The word democracy appears in neither the Declaration of Independence nor the Constitution. Yet, by the time Andrew Jackson was elected president in 1828, the transition to political democracy in the United States was complete. Thereafter, as Alexis de Tocqueville made clear, democracy became the essential characteristic of America. At the same time, Tocqueville admitted that the significance and implications of a democratic polity were often harder to appreciate. In Preserving the White Man's Republic, Joshua Aaron Lynn identifies the rudiments of modern conservatism in the populist democracy of the Jacksonians and their immediate successors. According to Lynn's conception of the Jacksonians' democratic ideology, the full expression of individualism and the full exercise of citizenship rested on patriarchy and white supremacy.
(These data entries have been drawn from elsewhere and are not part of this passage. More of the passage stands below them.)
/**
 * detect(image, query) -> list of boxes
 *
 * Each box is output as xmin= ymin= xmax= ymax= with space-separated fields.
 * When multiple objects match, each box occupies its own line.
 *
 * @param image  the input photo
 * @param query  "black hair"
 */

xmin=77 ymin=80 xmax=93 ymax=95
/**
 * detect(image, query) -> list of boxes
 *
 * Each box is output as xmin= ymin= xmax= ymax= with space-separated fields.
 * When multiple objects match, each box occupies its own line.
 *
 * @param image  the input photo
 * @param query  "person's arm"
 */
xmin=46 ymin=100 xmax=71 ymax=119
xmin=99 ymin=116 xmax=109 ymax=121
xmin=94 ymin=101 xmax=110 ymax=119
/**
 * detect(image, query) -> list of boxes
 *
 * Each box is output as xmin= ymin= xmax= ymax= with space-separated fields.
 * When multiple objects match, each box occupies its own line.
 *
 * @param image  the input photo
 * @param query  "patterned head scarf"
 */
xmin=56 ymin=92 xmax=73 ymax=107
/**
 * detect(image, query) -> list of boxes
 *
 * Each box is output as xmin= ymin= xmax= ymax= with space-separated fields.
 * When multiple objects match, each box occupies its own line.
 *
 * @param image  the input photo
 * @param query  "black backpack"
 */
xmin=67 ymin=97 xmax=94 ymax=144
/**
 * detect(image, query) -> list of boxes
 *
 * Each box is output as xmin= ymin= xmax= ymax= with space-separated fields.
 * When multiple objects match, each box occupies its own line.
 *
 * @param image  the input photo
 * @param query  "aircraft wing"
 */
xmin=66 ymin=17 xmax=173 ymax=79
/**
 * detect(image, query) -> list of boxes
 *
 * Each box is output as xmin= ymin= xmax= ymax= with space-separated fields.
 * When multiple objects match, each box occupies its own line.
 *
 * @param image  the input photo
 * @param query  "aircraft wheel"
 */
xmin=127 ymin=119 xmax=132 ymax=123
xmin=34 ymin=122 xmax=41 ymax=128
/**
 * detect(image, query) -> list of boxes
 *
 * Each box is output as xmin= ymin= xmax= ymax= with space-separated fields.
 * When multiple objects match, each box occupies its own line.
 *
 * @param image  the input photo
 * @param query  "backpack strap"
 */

The subjugation of women and Black people assured equality among white men. Unlike, for example, the Progressives of the early twentieth century, the Jacksonians did not believe that democracy could be strengthened by its extension to political outcasts. Nature itself had denied them individual rights. Government in the name of the people thus came to mean government in the name of white men. “The people” may have been a political abstraction; white men, Lynn insists, were not. Amid the intensifying sectional crisis and mounting reform ferment of the 1840s and 1850s, “democrats no longer aspired to enlarge democracy,” but to reserve its privileges “exclusively for white men” (p. 3). It was, he concludes, an inherently conservative and, in the end, reactionary undertaking.